CREATE SECRET iceberg_secret (
TYPE ICEBERG,
CLIENT_ID 'admin',
CLIENT_SECRET 'password',
OAUTH2_SERVER_URI 'http://irc_host_url.com/v1/oauth/tokens'
);
If you already have a Bearer token, you can pass it directly to your CREATE SECRET
statement
CREATE SECRET iceberg_secret (
TYPE ICEBERG,
TOKEN 'bearer_token'
);
You can attach the Iceberg catalog with the following ATTACH
statement.
ATTACH 'warehouse' AS iceberg_catalog (
TYPE iceberg,
SECRET iceberg_secret, -- pass a specific secret name to prevent ambiguity
ENDPOINT https://rest_endpoint.com
);
To see the available tables run
SHOW ALL TABLES;
ATTACH OPTIONS
A REST Catalog with OAuth2 authorization can also be attached with just an ATTACH
statement.

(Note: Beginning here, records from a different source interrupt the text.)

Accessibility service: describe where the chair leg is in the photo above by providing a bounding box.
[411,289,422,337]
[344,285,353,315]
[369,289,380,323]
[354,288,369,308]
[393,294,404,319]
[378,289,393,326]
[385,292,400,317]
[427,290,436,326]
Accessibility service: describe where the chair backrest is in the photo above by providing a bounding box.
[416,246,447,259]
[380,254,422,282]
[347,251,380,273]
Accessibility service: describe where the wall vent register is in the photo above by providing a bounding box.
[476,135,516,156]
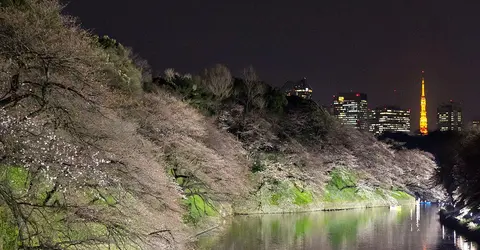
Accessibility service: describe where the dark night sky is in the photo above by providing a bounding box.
[66,0,480,131]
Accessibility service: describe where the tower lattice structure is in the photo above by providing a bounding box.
[420,70,428,135]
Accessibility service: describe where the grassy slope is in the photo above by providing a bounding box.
[0,91,442,249]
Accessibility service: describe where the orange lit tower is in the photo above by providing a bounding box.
[420,70,428,135]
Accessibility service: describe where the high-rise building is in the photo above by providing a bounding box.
[333,92,368,130]
[472,120,480,128]
[420,70,428,135]
[437,101,463,131]
[282,78,313,99]
[369,106,410,135]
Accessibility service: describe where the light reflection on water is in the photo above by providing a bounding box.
[199,205,478,250]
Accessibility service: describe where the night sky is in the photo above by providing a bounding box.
[66,0,480,129]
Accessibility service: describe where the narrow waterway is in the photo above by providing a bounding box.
[200,205,478,250]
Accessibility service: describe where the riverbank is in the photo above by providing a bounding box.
[438,209,480,243]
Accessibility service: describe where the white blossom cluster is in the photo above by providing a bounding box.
[0,109,113,191]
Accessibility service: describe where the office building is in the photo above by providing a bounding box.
[437,100,463,131]
[333,92,368,130]
[369,106,410,135]
[282,78,313,99]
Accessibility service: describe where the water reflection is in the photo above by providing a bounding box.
[200,205,477,250]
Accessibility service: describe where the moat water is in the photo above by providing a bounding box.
[200,205,480,250]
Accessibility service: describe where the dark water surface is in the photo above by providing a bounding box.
[200,205,478,250]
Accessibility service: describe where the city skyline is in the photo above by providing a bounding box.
[65,0,480,128]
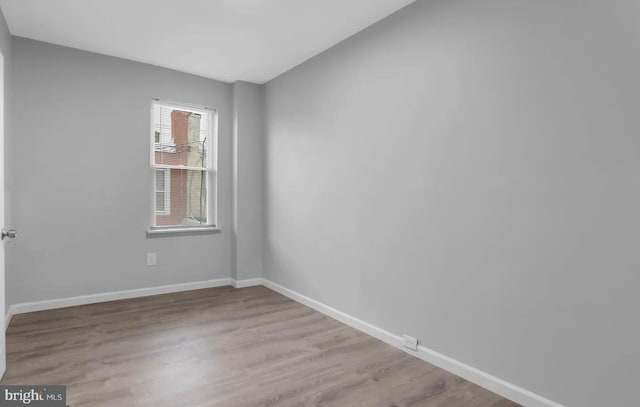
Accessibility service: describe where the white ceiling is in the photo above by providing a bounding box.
[0,0,414,83]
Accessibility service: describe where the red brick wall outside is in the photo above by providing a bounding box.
[155,110,191,226]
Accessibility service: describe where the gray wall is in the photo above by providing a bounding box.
[7,38,232,304]
[231,82,264,280]
[0,2,13,236]
[264,0,640,407]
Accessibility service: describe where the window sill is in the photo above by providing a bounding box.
[147,226,222,237]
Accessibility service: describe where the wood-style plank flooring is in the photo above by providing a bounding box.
[2,287,517,407]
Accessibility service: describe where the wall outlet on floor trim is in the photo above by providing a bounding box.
[402,335,418,350]
[147,253,158,266]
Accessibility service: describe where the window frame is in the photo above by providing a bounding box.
[153,168,171,215]
[147,98,219,235]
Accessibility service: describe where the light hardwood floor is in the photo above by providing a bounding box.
[2,287,517,407]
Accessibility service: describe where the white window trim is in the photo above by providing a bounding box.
[153,167,171,215]
[147,98,220,236]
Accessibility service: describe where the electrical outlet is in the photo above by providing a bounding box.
[147,253,158,266]
[402,335,418,350]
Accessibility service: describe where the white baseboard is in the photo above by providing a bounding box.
[231,278,264,288]
[5,278,233,330]
[263,279,563,407]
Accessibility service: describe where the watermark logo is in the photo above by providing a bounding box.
[0,386,68,407]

See the complete list of ATTACH
options for a REST catalog below.
Parameter | Type | Default | Description |
---|---|---|---|
ENDPOINT_TYPE |
VARCHAR |
NULL |
Used for attaching S3Tables or Glue catalogs. Allowed values are 'GLUE' and 'S3_TABLES' |
ENDPOINT |
VARCHAR |
NULL |
URL endpoint to communicate with the REST Catalog. Cannot be used in conjunction with ENDPOINT_TYPE |
SECRET |
VARCHAR |
NULL |
Name of secret used to communicate with the REST Catalog |
CLIENT_ID |
VARCHAR |
NULL |
CLIENT_ID used for Secret |
CLIENT_SECRET |
VARCHAR |
NULL |
CLIENT_SECRET needed for Secret |
DEFAULT_REGION |
VARCHAR |
NULL |
A Default region to use when communicating with the storage layer |
OAUTH2_SERVER_URI |
VARCHAR |
NULL |
OAuth2 server url for getting a Bearer Token |
AUTHORIZATION_TYPE |
VARCHAR |
OAUTH2 |
Pass SigV4 for Catalogs the require SigV4 authorization |
The following options can only be passed to a CREATE SECRET
statement, and they require AUTHORIZATION_TYPE
to be OAUTH2
Parameter | Type | Default | Description |
---|---|---|---|
OAUTH2_GRANT_TYPE |
VARCHAR |
NULL |
Grant Type when requesting an OAuth Token |
OAUTH2_SCOPE |
VARCHAR |
NULL |
Requested scope for the returned OAuth Access Token |
Specific Catalog Examples
R2 Catalog
To attach to an R2 cloudflare managed catalog follow the attach steps below.
CREATE SECRET r2_secret (
TYPE ICEBERG,
TOKEN 'r2_token'
);
You can create a token by following the create an API token steps in getting started.
Then, attach the catalog with the following commands.
ATTACH 'warehouse' AS my_r2_catalog (
TYPE ICEBERG,
ENDPOINT 'catalog-uri'
);
The variables for warehouse
and catalog-uri
will be available under the settings of the desired R2 Object Storage Catalog (R2 Object Store > Catalog name > Settings).
Polaris
To attach to a Polaris catalog the following commands will work.
CREATE SECRET polaris_secret (
TYPE ICEBERG,
CLIENT_ID 'admin',
CLIENT_SECRET 'password',
);
ATTACH 'quickstart_catalog' as polaris_catalog (
TYPE ICEBERG,
ENDPOINT 'polaris_rest_catalog_endpoint'
);
Lakekeeper
To attach to a Lakekeeper catalog the following commands will work.
CREATE SECRET lakekeeper_secret (
TYPE ICEBERG,
CLIENT_ID 'admin',
CLIENT_SECRET 'password',
OAUTH2_SCOPE 'scope',
OAUTH2_SERVER_URI 'lakekeeper_oauth_url'
);
ATTACH 'warehouse' as lakekeeper_catalog (
TYPE ICEBERG,
ENDPOINT 'lakekeeper_irc_url',
SECRET lakekeeper_secret
);
Limitations
Reading from Iceberg REST Catalogs backed by remote storage that is not S3 or S3Tables is not yet supported.